We're back after a server migration that caused effbot.org to fall over a bit harder than expected. Expect some glitches.

Using Non-Standard Encodings in cElementTree

Updated December 15 | December 1, 2005 | Fredrik Lundh

Update 2005-12-04: Changed to use codecs.open instead of plain open, to avoid problems with variable-width encodings.
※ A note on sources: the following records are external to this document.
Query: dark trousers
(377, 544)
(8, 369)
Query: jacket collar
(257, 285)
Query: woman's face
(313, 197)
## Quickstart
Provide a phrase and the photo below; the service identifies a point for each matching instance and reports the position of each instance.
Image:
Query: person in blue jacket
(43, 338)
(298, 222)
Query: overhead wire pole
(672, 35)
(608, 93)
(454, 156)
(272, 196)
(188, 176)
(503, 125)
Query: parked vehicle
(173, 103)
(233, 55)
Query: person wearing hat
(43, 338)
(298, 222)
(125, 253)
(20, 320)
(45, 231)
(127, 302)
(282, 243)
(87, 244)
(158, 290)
Thanks to “mark_m”.

Update 2005-12-15: This has been fixed in cElementTree 1.0.5, which supports all 8-bit encodings provided by Python’s Unicode implementation.

Older versions of cElementTree (1.0.4 and earlier) only supports the encodings provided by the expat library itself:

  • UTF-8
  • UTF-16
  • US-ASCII
  • ISO-8859-1

Support for more encodings will be added to a future release.

To work around this in the current version, you can use the XMLParser class directly, and “recode” the data stream in Python:

import cElementTree as ET
import codecs

def myparser(file, encoding):
    f = codecs.open(file. "r", encoding)
    p = ET.XMLParser(encoding="utf-8")
    while 1:
        s = f.read(65536)
        if not s:
            break
        p.feed(s.encode("utf-8"))
    return ET.ElementTree(p.close())

tree = myparser("example.xml", "windows-1252")

To determine the encoding used in the file, you can use something like Paul Prescod’s Auto-detect XML encoding recipe.